Blobs with Index Tags - How to identify the blobs with blob index tags and how to remove those tags

Copper Contributor

Mar 17, 2024

Hi,

thank you for this guide.

I don't know how running multiple instance of Script 2 in parallel would increase the speed by any significant amount. The bottleneck is listing and identifying the blobs that have index tags, not the removal of those tags. Unfortunately I had several million blobs to process and the script did not finish even after weeks, so I improved it a bit:

walk the blobs in hierarchical order, so it can be restarted with a prefix
add logging to track the progress
remove one call to the blob service to increase speed

# Please update the below parameters with your own information before executing this script:
   # account_name: Storage account name.
   # account_key: Storage account key.
   # container_name: Name of the container where the blobs with index tags are.

from azure.storage.blob import BlobServiceClient, BlobPrefix, ContainerClient
from concurrent.futures import ThreadPoolExecutor
import os

# Define your storage account name and key, and the container name
account_name = "XXX"
account_key = "XXX"
prefix = "XXX"
container_name = "XXX"

# Define the number of concurrent threads
concurrency = 250

# Count the number of blob with index tags
blob_count = 0

# Create a BlobServiceClient object
blob_service_client = BlobServiceClient(account_url=f"https://{account_name}.blob.core.windows.net", credential=account_key)

# Function to remove index tag from a blob
def remove_blob_index_tag(blob_name):
    # Get the blob client
    blob_client = blob_service_client.get_blob_client(container=container_name, blob=blob_name)

    # Remove the index tag
    blob_client.set_blob_tags(tags=None)

print(f"This script will remove index tags on blobs with prefix {prefix}", flush=True)

# Create a ThreadPoolExecutor with the specified concurrency
with ThreadPoolExecutor(max_workers=concurrency) as executor:
    container_client = blob_service_client.get_container_client(container_name)

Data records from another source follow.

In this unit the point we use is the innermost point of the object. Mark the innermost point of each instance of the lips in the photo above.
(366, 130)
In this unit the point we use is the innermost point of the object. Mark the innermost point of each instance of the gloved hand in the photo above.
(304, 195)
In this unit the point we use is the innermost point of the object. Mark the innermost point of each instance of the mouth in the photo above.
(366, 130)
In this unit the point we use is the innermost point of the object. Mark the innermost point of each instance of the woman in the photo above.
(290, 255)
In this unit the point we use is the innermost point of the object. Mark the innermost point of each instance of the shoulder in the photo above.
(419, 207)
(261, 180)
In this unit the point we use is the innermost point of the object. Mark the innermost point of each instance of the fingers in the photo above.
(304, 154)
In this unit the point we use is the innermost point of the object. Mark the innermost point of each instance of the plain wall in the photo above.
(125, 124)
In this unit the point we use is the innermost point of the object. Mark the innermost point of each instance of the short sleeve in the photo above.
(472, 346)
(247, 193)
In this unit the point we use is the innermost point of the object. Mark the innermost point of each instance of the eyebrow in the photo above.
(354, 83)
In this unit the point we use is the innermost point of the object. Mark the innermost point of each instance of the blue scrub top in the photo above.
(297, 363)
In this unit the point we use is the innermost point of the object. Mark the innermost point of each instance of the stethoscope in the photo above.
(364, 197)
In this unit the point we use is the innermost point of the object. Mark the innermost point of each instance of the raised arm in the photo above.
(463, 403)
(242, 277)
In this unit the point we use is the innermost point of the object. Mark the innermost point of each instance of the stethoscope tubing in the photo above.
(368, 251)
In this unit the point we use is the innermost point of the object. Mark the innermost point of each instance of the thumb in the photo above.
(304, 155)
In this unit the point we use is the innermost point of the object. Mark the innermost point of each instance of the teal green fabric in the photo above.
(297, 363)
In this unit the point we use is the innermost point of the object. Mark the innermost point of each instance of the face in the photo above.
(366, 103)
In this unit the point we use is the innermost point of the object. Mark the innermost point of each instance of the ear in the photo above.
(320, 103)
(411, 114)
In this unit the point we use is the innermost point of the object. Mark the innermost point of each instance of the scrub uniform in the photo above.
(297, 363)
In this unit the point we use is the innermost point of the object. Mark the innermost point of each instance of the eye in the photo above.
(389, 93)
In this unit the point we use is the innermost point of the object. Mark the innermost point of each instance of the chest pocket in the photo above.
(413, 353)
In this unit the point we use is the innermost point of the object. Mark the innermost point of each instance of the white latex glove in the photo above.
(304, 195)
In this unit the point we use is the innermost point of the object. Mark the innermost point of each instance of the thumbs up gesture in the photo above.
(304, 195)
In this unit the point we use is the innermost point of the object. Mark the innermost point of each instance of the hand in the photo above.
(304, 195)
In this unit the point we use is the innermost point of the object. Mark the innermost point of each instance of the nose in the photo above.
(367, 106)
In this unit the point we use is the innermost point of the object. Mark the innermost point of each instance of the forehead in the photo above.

    # recursive function to remove index tags from all blobs in order hierarchically
    def remove_index_tags_hierarchical(container_client: ContainerClient, prefix, depth):
        global blob_count, executor
        for blob in container_client.walk_blobs(name_starts_with=prefix, delimiter='/', include=['tags']):
            if isinstance(blob, BlobPrefix):
                # log progress only to a depth of 3 so we don't spam
                if depth < 4:
                    indent = " "
                    print(f"{indent * depth}{blob.name} (blob count: {blob_count})", flush=True)

                remove_index_tags_hierarchical(container_client, blob.name, depth+1)
            else:
                # Check if index tag exists
                if blob['tags']:
                    futures = [executor.submit(remove_blob_index_tag, blob.name)]
                    blob_count += 1

    remove_index_tags_hierarchical(container_client, prefix, 0)

print(f"This script removed index tags on {blob_count} blobs", flush=True)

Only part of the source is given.